A 2002 phylogenetic analysis found that the genera Machaeroprosopus, Mystriosuchus, Redondasaurus and Nicrosaurus are all under the clade Mystriosuchini. Though, the analysis only contained one non-mystriosuchin phytosaur taxon. If Mystriosuchus and Ebrachosuchus neukami were to be sister taxa, the tree length would be 119. Nicrosaurus is considered the most basal taxon of the clade.

==Species inconsistency==

Beyond the Nicrosaurus kapffi and Nicrosaurus meyeri, there are two other species mentioned in scientific literature: Nicrosaurus gregorii and Nicrosaurus buceros. The remains of the latter two were found in North America, from the Chama basin of north-central New Mexico.

===Nicrosaurus gregorii===
When phytosaur remains were thought to be first found in North America scientists attempted to categorize them into major groups. However, at the time specimen were often referred to specific genera based on character similarities without giving much regard to the differences. Such was the case when Herbert E. Gregory referred Rutiodon gregorii to Nicrosaurus.

In the early 1960s, Gregory did not recognize the differences among phytosaurs like Machaeroprosopus, Leptosuchus and Rutiodon and attributed the variance to growth, sexual dimorphism or individual variance. Most of the species of Machaeroprosopus were assigned to Rutiodon except for M. gregorii which was assigned as Phytosaurus gregorii because of the attributes it shared with European phytosaurs. Phytosaurus gregorii was later assigned as Nicrosaurus gregorii because of observed similarities in skull characteristics.

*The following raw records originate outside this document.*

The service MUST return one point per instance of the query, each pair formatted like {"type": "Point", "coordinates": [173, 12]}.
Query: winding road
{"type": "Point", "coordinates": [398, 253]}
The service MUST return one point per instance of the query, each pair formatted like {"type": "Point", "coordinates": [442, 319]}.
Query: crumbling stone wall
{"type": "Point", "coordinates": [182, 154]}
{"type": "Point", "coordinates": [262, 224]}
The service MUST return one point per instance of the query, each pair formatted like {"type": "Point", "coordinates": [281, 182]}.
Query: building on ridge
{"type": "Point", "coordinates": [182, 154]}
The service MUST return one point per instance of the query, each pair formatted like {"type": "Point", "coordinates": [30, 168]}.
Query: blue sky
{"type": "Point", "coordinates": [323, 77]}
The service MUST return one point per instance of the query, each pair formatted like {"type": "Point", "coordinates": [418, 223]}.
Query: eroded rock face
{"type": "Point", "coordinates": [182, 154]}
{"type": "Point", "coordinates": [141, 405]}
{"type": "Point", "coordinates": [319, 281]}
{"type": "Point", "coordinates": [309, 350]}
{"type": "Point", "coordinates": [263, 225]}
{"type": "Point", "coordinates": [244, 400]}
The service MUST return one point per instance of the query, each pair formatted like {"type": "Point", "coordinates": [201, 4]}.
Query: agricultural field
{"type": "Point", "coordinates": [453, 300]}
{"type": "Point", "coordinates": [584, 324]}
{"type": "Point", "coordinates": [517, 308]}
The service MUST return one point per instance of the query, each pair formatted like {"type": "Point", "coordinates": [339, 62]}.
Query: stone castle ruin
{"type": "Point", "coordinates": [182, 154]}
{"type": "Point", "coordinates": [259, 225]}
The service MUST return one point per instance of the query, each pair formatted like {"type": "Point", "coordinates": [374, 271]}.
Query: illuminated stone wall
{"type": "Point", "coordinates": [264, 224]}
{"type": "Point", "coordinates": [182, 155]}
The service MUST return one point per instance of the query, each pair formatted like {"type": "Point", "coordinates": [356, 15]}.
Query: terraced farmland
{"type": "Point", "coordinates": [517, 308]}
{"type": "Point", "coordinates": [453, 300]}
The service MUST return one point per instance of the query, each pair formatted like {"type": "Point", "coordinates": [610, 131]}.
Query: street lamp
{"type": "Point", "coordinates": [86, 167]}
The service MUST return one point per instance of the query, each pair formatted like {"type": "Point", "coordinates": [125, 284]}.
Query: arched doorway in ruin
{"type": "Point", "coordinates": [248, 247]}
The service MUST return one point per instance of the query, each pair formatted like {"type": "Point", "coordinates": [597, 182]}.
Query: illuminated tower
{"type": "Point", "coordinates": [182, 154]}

The Chinle Formation was defined first in 1917 by Herbert E. Gregory and many Norian-age vertebrae fossils were recovered from the deposit levels. Some of the skulls discovered in this region were said to be incorrectly assigned to Nicrosaurus instead of Rutiodon.

===Nicrosaurus buceros===
The first phytosaur taxon discovered in North America was believed to be from a skull of Belodon buceros in 1881 in the Chama basin, of north-central New Mexico. The species has also been attributed to other genera, including Pseudopalatus, Phytosaurus, Machaeroprosopus, Arribasuchus and Nicrosaurus. Some attributed the skull type to Nicrosaurus because of a few cranial characteristics, pertaining to the squamosal and supra-temporal fenestra. In comparison to Nicrosaurus kapffi, it carried a more narrow snout and therefore was referred to as Nicrosaurus buceros by some scientists.